Akşam eve döndüğümde ilk iş olarak girişiyorum araştırmaya. Nette ulaşıyorum kitap bilgilerine ve yazarın diğer kitaplarına. Altı adet çocuk kitabı ve iki (sanırım roman) yazmış olduğunu tespit ediyorum. Sosyal medya üzerinden yazarla ilgili net bilgilere ise ulaşabilmiş değilim.
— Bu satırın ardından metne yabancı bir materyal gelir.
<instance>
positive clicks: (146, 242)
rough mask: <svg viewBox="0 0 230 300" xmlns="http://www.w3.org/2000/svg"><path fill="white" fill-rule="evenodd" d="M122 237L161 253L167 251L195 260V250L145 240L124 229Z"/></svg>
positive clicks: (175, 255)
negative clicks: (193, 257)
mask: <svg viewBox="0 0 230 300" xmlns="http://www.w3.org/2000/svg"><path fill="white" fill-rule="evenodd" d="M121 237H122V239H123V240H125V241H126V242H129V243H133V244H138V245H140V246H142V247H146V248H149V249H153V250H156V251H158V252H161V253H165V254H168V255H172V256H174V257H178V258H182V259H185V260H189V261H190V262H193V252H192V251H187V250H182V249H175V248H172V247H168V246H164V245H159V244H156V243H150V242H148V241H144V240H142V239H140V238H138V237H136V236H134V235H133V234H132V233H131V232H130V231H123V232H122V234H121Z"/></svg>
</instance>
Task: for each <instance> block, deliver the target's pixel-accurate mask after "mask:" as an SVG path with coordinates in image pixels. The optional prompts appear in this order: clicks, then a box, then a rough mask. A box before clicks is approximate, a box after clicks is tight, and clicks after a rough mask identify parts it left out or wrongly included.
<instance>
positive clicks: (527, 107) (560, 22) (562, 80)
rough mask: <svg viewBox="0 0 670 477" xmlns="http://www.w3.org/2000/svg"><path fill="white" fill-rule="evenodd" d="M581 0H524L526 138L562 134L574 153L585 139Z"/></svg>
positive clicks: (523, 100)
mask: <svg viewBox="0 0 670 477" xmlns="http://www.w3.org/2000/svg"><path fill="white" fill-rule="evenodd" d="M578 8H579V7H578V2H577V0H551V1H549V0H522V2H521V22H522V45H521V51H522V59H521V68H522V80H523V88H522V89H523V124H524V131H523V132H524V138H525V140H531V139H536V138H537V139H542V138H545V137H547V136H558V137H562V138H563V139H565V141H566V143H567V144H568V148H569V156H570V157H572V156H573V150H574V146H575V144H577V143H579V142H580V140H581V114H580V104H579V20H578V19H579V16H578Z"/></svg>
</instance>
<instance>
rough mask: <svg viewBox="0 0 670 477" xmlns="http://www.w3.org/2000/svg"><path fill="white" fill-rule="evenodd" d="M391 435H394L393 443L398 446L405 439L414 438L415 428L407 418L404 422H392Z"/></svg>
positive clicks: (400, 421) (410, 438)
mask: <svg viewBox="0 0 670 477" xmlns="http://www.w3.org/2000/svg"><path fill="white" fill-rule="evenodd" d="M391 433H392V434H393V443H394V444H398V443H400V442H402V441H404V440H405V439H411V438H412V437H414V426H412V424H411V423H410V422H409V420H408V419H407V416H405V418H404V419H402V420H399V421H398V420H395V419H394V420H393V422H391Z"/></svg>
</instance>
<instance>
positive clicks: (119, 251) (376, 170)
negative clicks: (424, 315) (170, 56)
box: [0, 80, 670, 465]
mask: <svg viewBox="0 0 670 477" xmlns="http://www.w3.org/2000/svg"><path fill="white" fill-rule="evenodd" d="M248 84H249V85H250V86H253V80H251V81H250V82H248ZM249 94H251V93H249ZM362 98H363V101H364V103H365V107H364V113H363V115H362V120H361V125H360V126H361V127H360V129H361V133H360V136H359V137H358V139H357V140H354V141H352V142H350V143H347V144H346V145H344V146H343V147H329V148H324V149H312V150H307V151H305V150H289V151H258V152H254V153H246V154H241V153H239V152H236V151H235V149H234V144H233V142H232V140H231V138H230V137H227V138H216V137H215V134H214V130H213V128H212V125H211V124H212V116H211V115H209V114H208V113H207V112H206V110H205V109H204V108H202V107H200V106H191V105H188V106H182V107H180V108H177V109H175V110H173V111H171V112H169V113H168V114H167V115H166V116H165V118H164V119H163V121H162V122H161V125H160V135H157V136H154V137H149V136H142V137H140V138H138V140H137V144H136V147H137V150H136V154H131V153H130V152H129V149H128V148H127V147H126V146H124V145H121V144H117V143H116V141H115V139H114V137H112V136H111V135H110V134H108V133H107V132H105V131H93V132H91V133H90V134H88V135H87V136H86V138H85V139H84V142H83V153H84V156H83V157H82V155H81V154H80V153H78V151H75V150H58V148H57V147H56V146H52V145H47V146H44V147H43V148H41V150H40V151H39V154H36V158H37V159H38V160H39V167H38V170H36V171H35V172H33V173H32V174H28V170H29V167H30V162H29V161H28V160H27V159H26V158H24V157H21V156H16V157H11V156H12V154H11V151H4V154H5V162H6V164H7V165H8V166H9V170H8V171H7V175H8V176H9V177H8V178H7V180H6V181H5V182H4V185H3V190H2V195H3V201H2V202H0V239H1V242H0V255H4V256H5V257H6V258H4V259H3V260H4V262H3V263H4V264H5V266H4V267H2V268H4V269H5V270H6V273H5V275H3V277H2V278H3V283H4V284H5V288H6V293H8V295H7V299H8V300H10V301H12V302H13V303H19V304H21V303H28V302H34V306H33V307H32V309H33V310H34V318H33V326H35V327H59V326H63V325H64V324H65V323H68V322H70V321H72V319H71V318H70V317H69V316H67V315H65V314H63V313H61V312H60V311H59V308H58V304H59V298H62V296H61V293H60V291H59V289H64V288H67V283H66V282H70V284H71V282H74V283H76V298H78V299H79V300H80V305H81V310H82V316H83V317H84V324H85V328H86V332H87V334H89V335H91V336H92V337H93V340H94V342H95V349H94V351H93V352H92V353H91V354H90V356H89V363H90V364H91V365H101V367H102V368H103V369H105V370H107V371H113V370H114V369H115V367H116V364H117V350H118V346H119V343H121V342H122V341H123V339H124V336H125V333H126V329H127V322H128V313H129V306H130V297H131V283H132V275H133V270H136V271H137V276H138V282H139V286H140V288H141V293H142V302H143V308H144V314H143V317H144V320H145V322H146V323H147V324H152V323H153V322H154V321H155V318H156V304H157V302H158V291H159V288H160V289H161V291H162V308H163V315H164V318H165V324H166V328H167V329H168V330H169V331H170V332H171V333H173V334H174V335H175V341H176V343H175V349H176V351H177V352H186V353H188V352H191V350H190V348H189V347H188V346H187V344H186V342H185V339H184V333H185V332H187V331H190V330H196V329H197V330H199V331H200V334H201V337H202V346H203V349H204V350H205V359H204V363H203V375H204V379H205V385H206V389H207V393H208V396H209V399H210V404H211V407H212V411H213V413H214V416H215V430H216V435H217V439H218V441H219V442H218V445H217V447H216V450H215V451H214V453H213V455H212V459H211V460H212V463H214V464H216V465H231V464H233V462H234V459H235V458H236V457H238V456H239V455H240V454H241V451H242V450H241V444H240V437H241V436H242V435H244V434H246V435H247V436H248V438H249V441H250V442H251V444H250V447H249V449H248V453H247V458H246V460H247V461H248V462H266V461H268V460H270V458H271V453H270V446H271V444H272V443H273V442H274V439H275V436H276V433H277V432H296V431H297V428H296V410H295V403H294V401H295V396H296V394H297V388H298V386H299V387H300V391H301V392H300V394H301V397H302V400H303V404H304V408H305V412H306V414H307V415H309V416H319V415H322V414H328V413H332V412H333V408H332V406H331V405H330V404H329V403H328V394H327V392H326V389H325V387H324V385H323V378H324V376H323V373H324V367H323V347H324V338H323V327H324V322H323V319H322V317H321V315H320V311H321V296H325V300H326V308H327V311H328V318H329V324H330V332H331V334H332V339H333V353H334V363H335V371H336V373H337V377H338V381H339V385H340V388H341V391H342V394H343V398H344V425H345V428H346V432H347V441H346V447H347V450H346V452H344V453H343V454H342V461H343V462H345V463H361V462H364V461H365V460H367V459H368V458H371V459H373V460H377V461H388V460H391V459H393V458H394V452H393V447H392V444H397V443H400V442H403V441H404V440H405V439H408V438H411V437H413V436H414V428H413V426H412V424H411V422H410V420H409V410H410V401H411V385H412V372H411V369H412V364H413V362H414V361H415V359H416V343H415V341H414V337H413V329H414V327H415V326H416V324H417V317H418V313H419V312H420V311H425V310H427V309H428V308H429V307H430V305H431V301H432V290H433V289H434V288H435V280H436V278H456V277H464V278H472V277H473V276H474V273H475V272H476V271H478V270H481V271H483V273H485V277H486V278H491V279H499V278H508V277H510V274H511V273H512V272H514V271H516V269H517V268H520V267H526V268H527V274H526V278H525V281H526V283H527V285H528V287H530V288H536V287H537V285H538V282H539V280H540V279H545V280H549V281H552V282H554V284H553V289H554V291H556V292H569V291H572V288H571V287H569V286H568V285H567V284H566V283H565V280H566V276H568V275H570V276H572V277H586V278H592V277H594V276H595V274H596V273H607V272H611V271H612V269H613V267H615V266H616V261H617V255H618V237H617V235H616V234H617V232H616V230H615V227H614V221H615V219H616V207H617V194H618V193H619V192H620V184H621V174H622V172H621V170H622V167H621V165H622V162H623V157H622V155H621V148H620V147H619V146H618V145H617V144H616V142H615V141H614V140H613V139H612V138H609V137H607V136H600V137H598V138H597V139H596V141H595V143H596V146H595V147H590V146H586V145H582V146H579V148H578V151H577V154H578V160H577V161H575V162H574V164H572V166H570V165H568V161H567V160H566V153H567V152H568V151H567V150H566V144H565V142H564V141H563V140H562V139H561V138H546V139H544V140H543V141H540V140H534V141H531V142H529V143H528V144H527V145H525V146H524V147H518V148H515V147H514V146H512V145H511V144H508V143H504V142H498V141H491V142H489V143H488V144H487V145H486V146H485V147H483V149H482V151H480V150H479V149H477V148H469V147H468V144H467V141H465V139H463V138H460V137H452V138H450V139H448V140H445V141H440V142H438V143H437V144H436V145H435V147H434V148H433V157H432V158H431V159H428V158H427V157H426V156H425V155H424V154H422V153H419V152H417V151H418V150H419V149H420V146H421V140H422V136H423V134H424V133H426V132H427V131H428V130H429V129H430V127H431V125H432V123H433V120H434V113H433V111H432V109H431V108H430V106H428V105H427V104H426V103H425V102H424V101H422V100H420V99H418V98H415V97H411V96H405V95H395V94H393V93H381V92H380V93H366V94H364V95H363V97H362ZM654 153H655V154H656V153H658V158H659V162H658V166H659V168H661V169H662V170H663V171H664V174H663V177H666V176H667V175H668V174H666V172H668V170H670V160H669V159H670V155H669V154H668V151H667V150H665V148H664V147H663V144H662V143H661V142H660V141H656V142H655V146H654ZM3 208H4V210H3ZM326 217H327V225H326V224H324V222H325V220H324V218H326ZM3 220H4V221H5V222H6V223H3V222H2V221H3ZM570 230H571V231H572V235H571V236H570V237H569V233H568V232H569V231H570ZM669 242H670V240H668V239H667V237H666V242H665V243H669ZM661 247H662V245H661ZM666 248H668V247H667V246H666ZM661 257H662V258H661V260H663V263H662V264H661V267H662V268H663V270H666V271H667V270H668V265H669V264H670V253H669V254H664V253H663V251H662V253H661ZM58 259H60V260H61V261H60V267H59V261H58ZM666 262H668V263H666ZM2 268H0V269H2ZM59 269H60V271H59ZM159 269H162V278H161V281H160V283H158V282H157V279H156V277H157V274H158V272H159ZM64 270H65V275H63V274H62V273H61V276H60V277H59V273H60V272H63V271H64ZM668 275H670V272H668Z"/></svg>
Birkaç fotoğrafını gördüm oldukça genç biri.

Keşke kitaplarını okuyup da yapsaydım, yazsaydım, bu eleştiriyi… Ama ne değişecekti ki bir yanda asırlık bir çınar Anadolu’nun en tutucu kesiminde doğmuş, o yörede bütün olumsuzluklara karşı kişiliğini geliştirmiş, ağır çevre baskısı ve töre dayatmalarına direnmiş ve “Kestim kara saçlarımı” demiş bir yazar ve ne dediği şimdilik çok da önem arz etmeyecek olan bir fenomen. Bu bendeki bir ön yargı olsa bile fikrimi değiştireceğimi sanmıyorum.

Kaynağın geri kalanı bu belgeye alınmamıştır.